The Hiyu Wine Farm 2016 “Columba” ($65) is a blend of Spanish grape varieties, including Albariño, Albillo Real, Arinto, Macabeo, Verdelho and Xarel-lo — a grape that sounds like Superman’s long-lost cousin. There are a few other grapes in the “Columba” as well, like Trousseau Gris, but Ready is fond of maintaining a bit of mystery regarding what he’s growing.

These vines are inter-planted in a half-acre section of the vineyard. The grapes for this inaugural vintage of “Columba” were hand-picked, hand-sorted, tread by foot and left for two days to macerate on the skins.  They were finally pressed by foot into 205-liter Champagne barrels.  By the time it was bottled several months later, there was enough wine for a mere 18 cases. In other words, there are 216 bottles of “Columba” for millions of Americans to share. It is worth the effort to find one of those bottles.

##Photo Provided

“Columba” tells the story of the untamed nature of Hiyu Wine Farm. It’s on a mission to convince you to drink more wines with a wild streak, just like the wine’s namesake, a sixth-century Irish abbot who set off for the highlands of Scotland to convince the locals to change their ways. This modern-day “Columba” is no saint, but if you are lucky enough to find a bottle, you will know wine miracles do happen.

Tasting Notes

Hiyu Wine Farm 2016 “Columba” Its light golden hue conjures up visions of fresh straw and the glow of a Mason jar filled with fireflies.
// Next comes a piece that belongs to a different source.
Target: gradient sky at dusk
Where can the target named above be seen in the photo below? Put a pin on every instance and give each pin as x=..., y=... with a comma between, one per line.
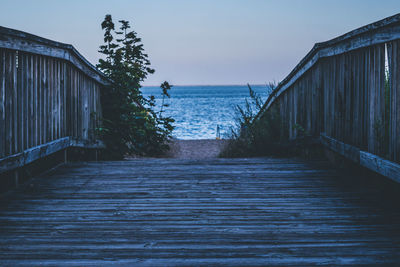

The first swirls unleash a complicated set of scents destined to take you down the “rabbit hole.” At first, there’s a savory, smoky quality like grilled peaches wrapped with slices of Jamón ibérico; next up, a burst of salinity and white grapefruit pith followed by a sharp turn, nailing my nose with a clean, herbaceous note mixed with pine needles and the dried leaves of a pineapple sage plant. The olfactory onslaught continues, with wave after wave of flavors, including tart quince, tangy Valencia blood oranges, honeycomb and a wet clay note that evokes images — for folks of a certain age — of the pottery wheel scene in “Ghost.” The wine clocks in at 13.5-percent alcohol, with a medium-bodied mouthfeel, acidity brisk enough to snap your palate to attention and a decent amount of tannins. —M.A.

The changeup is a baseball pitch designed to disorient and confuse. It’s the perfect representation of the unknown and its mastery over those who think they know what to expect. This column is devoted to those unorthodox Oregon wines you never saw coming.